Top 10 Commandments of Salary Negotiation

While exploring new career options, I asked two neighbors who had made recent job changes what percentage pay increase they received. I was surprised when one told me 39%. When the second said his new salary was 46% higher, I realized that increases in job changing weren't limited to the 5% to 10% usually given for internal promotions and cost-of-living raises.
My neighbors did me a great favor. They opened my eyes to the truth in this statement: You can negotiate anything. Here are my 10 commandments for negotiating a new salary.
  1. Research your profession's salary range. Check with recruiters in your field (even if you don't pursue their leads), competitors, the U.S. Department of Labor's Occupational Outlook Handbook, the Internet, your local chamber of commerce and trade publications.
  2. Select a target salary or total pay. You may not get the amount you want, but having a specific objective can help you get close.
  3. Don't initiate salary discussions.
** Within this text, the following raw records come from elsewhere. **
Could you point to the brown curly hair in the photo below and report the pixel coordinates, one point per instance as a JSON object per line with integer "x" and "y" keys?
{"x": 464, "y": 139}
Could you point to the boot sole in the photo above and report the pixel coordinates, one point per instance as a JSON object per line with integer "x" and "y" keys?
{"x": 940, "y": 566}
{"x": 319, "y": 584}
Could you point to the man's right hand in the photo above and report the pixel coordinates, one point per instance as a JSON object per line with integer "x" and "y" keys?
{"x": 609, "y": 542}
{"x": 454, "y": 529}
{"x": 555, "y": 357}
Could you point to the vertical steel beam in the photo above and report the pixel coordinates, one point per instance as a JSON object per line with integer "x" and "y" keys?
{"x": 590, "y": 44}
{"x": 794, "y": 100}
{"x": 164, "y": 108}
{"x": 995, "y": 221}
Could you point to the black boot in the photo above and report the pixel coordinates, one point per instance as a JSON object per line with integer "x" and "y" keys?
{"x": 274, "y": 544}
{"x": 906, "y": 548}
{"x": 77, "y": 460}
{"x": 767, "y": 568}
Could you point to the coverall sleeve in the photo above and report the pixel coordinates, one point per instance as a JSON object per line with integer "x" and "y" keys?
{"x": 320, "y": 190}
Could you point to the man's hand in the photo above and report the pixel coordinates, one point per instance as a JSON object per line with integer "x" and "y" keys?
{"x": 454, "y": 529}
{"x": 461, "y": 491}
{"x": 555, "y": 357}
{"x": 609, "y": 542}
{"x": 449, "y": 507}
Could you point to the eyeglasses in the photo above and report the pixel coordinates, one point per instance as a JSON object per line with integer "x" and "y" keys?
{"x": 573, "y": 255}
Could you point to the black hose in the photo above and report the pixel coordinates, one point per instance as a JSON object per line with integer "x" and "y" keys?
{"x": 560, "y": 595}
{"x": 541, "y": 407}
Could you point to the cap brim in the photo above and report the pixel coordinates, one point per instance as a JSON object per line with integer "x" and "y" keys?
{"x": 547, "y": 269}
Wait for the interviewer to bring the subject up, even if it's postponed to a second interview.
  4. When asked for your salary requirements, say that they're "negotiable." Do the same on applications by writing "negotiable" in any box asking about salary details. If the form asks you to provide current salary, write, "to be covered during interview." This isn't being evasive, because without knowing details about benefits, how could you select a salary figure?
  5. When asked for your salary requirements, reply by asking the interviewer to share the position's salary range. If your request isn't granted, excuse yourself politely and leave. (Would you want to work for a firm that won't respond to this legitimate request?)
  6. Discuss benefits separately from salary. Your list of benefits can include insurance, tuition reimbursement, relocation payments, stock options, bonuses and outplacement upon termination.
  7. Analyze all benefit packages with a family member or friend, or with an insurance, investment or bank professional. They'll provide you with an invaluable second opinion and may look at the offer more objectively.
  8. Consider the cost of living if you're moving to a new area, and if it's higher, suggest that you be paid a differential.
  9. In discussing why you deserve a substantial increase, use examples of your accomplishments that prove your value, not merely your experience. Comparisons to your current salary are irrelevant and should be avoided; you're talking about the benefits you'll bring, not your past salary, which you may have had no control over.
  10. Always assume a firm's first offer is negotiable and never accept an offer at the interview. Express your strong interest, but state you always discuss decisions of this magnitude with advisers whose judgment you have relied upon for years. Tell your interviewer when you'll contact him or her with your decision.
By following these commandments, you'll increase your chances of receiving a pay increase well into the double-digits.
-- Reference: Mr. Keller is a consultant with CareerPro, a career consulting firm based in Willow Grove, Pa.